A “bona fide” application for asylum means that application has a reasonably arguable basis in fact or law, and is not frivolous. This interpretation is not in the text of the U.S. immigration statutes but rather comes from the Department of Homeland Security’s (DHS) interpretation. As the USCIS has explained:
DHS has interpreted the phrase “bona fide asylum application” to mean a properly filed asylum application that has a reasonably arguable basis in fact or law, and is not frivolous. If this is the case, unlawful presence does not accrue while the application is pending unless the alien engages in unauthorized employment. DHS considers the application for asylum to be pending during any administrative or judicial review (including review in Federal court).

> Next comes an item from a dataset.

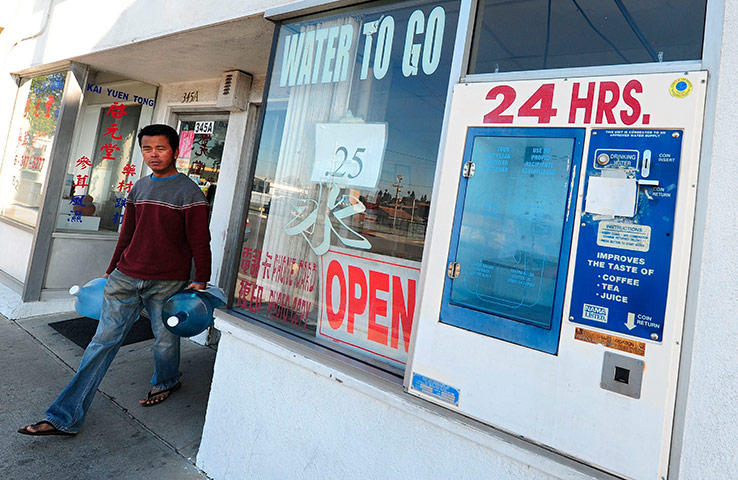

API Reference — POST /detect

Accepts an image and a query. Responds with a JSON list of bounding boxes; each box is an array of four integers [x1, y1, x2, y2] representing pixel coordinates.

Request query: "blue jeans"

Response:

See Memorandum from Donald Neufeld, Act. Assoc. Dir., Dom. Ops., to Field Leadership, Consolidation of Guidance Concerning Unlawful Presence for Purposes ofSections 212(a)(9)(B)(i) and 212(a)(9)(C)(i)(I) of the Act at 29 (May 6, 2009).
That same memorandum also explained that an application for asylum can still be bona fide even if it is eventually denied, or if you eventually abandon the application:
A denial of an asylum claim is not determinative of whether the claim was bona fide for purposes of section 212(a)(9)(B)(iii)(ll) of the Act. Similarly, the abandonment of an application for asylum does not mean that the application was not bona fide. The Asylum Division within the Refugee, Asylum, and International Operations Directorate at USCIS’ HQ can provide guidance regarding whether a filing of an asylum application can be deemed “bona fide” based on the specific facts of the case and should be contacted, if there are any questions as to the determination.
Id.
A more recent USCIS order on an applicant’s appeal reiterated the findings above:
Under the current policy, Service interpreted the phrase “bona fide asylum application” to mean a properly filed asylum application that has a reasonably arguable basis in fact or law, and is not frivolous. A denial of an asylum claim is not determinative of whether the claim was bona fide for purposes of section 212(a)(9)(B)(i)(II) of the Act. Similarly, the abandonment of an application for asylum does not mean that the application was not bona fide.
USCIS Administrative Appeals Office, Application for Waiver of Grounds of Inadmissibility under Sections 212(i) and 212(a)(9)(B)(v) of the Immigration and Nationality Act, 8 U.S.c. §§ 1182(i) and 1182(a)(9)(B)(v) at 5 (May 23, 2012).
Note that since the definition of a bona fide application is based on DHS’s and USCIS’s interpretations, rather than expressed by the text of the Immigration and Nationality Act, the definition may be subject to future policy changes in the executive branch.